Saturday, August 20, 2005

Beef Kebabs - South Beach Diet Friendly

Beef Kebabs

Prep time: 15 minutes
Marinating time: 4-24 hours
Grill time: 10 minutes for Medium Rare
Serves 4

2 lb/.9 kg beef tenderloin or some other lean tender cut of meat, cut in 2” cubes
1 large red onion, cut into 2” wedges
1 red bell pepper, cut into 2” wedges
10-12 large cremini mushrooms
Juice of 1 large lemon
Juice of 1 lime
1 tbsp Worcestershire sauce
2 tbsp fresh rosemary, chopped
2 cloves fresh garlic, minced
1 tbsp olive oil
½ tsp freshly ground black pepper

Necessary equipment: skewers – I use bamboo, but steel ones are fine too.

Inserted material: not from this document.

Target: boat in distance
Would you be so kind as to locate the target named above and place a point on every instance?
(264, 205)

1. Combine the marinade ingredients in a large zip lock baggie (you could use a bowl and cover), add the beef, toss and store in the fridge overnight or on the counter for several hours.

2. If you are using bamboo skewers, they need to be soaked in water for at least 30 minutes before grilling, otherwise they will burn.

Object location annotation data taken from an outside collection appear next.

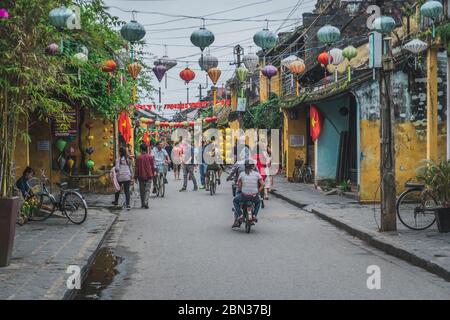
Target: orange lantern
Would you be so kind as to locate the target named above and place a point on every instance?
(297, 67)
(134, 69)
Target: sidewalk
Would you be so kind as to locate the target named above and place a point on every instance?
(44, 250)
(427, 249)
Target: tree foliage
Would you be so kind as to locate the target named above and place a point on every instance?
(32, 82)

3. Alternate onion wedges (they obviously will fall into their natural layers and separate, so I use 2-3 layers together), beef, mushrooms, more beef, peppers, etc., until you fill a skewer. Any extra veggies or meat can be skewered and grilled as well.

4. Preheat your grill (if you don’t have one, use the broiler in your oven). Cook for about 5 minutes and flip. Continue to cook for another 5 minutes or until done to your liking.

Extra meat and veggies will go great thinly sliced over a salad the next day.